Curiosity kills mostly cats

Another amazing trait of Western civilization has been (or was?) unbounded curiosity. Watching one of numerous Egypt pyramid ‘documentaries’ with one eye an hour ago, I wondered why it was Europeans who needed to know so badly, so urgently what those hieroglyphs meant and how those obelisks had been installed. No one else seemed to care; no one cared at all from the fall of Rome till Champollion’s second birthday. No doubt this built-in curiosity played a very special role in the discoveries and conquests without which Australia and Siberia, to say nothing of America, would still be aboriginal (please note I’m not making moral calls here).

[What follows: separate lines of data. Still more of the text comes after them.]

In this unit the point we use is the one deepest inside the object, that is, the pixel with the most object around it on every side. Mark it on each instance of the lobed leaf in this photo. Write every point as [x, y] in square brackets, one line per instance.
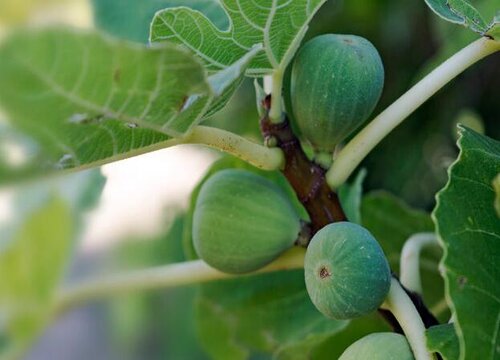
[277, 24]
[85, 99]
[462, 12]
[130, 19]
[443, 340]
[469, 232]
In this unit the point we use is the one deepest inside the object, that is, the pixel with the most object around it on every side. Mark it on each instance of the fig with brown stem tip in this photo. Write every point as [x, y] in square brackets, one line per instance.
[346, 272]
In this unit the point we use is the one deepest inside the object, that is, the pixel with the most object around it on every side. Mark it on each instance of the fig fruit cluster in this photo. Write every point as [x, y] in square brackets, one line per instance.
[336, 82]
[242, 221]
[346, 272]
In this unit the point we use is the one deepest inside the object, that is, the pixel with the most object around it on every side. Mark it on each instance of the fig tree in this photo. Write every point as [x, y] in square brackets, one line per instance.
[379, 346]
[336, 82]
[346, 272]
[242, 221]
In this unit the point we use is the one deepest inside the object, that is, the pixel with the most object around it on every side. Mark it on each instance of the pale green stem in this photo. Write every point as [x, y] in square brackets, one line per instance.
[257, 155]
[440, 307]
[162, 277]
[361, 145]
[401, 306]
[410, 260]
[276, 112]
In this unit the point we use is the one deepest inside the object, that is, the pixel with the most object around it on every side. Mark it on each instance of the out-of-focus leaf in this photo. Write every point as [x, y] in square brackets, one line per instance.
[130, 19]
[264, 314]
[279, 26]
[350, 197]
[443, 340]
[156, 324]
[34, 248]
[469, 232]
[334, 346]
[31, 266]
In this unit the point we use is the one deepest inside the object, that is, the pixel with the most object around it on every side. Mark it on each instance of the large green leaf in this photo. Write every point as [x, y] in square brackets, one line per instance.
[31, 266]
[392, 222]
[469, 232]
[86, 99]
[443, 339]
[268, 313]
[130, 19]
[462, 12]
[277, 24]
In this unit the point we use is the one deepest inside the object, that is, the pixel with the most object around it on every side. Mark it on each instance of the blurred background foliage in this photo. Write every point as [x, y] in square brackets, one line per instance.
[410, 163]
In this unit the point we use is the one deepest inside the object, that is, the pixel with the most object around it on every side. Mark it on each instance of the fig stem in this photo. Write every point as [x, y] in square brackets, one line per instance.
[410, 260]
[400, 305]
[276, 111]
[306, 177]
[258, 155]
[161, 277]
[364, 142]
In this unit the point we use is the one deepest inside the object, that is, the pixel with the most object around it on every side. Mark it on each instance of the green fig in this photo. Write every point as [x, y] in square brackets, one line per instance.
[242, 222]
[379, 346]
[346, 272]
[336, 82]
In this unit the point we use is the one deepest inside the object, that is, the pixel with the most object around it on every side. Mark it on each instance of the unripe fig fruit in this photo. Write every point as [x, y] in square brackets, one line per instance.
[242, 222]
[346, 272]
[379, 346]
[336, 82]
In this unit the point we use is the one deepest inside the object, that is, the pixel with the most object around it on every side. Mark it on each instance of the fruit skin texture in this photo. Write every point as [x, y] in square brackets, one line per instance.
[379, 346]
[336, 82]
[346, 272]
[242, 222]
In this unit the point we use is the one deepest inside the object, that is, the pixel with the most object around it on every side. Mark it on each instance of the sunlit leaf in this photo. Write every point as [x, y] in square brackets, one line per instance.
[278, 25]
[469, 232]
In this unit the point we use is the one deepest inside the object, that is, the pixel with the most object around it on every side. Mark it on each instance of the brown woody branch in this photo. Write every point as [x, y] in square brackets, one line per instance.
[306, 177]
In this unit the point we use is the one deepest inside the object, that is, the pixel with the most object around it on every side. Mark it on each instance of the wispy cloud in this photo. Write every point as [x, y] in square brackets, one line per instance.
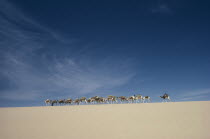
[33, 65]
[161, 8]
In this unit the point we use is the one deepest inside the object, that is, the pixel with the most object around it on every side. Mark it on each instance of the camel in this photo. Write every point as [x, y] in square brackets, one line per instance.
[77, 101]
[131, 99]
[90, 100]
[68, 101]
[83, 99]
[123, 99]
[47, 101]
[54, 102]
[112, 99]
[139, 97]
[146, 98]
[165, 97]
[61, 101]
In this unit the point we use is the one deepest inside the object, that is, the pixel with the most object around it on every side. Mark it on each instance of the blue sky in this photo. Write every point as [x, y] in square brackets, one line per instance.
[61, 49]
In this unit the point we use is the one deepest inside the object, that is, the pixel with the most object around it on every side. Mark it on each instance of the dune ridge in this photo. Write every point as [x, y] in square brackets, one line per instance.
[174, 120]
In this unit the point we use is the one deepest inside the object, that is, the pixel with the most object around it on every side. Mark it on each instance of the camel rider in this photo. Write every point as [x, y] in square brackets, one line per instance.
[165, 95]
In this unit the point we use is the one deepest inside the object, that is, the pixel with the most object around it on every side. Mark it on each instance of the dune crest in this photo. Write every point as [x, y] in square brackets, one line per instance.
[175, 120]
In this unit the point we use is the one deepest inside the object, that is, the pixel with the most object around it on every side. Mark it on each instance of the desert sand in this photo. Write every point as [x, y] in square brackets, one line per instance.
[175, 120]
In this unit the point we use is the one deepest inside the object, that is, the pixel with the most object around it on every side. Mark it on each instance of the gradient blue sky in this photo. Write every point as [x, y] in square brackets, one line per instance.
[60, 49]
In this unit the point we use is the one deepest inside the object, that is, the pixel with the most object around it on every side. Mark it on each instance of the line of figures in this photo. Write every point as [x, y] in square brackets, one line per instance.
[102, 100]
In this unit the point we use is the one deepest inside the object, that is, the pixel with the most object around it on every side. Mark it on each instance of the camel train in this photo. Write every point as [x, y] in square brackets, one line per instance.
[102, 100]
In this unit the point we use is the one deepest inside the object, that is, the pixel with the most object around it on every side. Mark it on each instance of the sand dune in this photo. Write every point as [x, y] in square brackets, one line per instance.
[180, 120]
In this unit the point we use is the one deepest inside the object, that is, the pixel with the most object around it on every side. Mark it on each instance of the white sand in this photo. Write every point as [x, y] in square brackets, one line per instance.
[180, 120]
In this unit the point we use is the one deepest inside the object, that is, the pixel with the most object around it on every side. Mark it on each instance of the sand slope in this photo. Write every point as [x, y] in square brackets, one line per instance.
[180, 120]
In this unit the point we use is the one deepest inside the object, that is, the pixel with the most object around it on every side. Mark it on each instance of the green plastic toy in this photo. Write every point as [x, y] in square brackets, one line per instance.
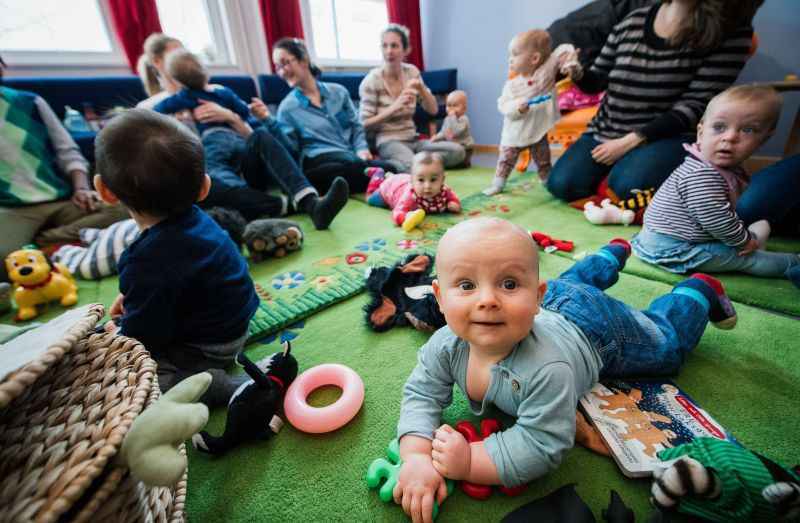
[388, 470]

One major Soviet scientist — it must have been Nesmeyanov or Vinogradov, either one a chemist — used to joke that a career in science was an opportunity to satisfy one’s curiosity at the government’s expense. Since free markets make possible private funding even for theoretical research, we could reword the aphorism to say “somebody else’s expense”. Nesmeyanov is also credited with the recipe for nesmeyanovka, a special kind of spirit-based cranberry infusion (nastoyka). Considering that Mendeleyev proposed what turned out the best spirit-water proportion for vodka, a further inquiry into by-products of chemists’ thought might yield extra fruit.

[Note: In addition to misspelling “curiosity”, I was wrong to claim no one tried to understand hieroglyphs before the French — see C.Bloggerfeller’s comment.]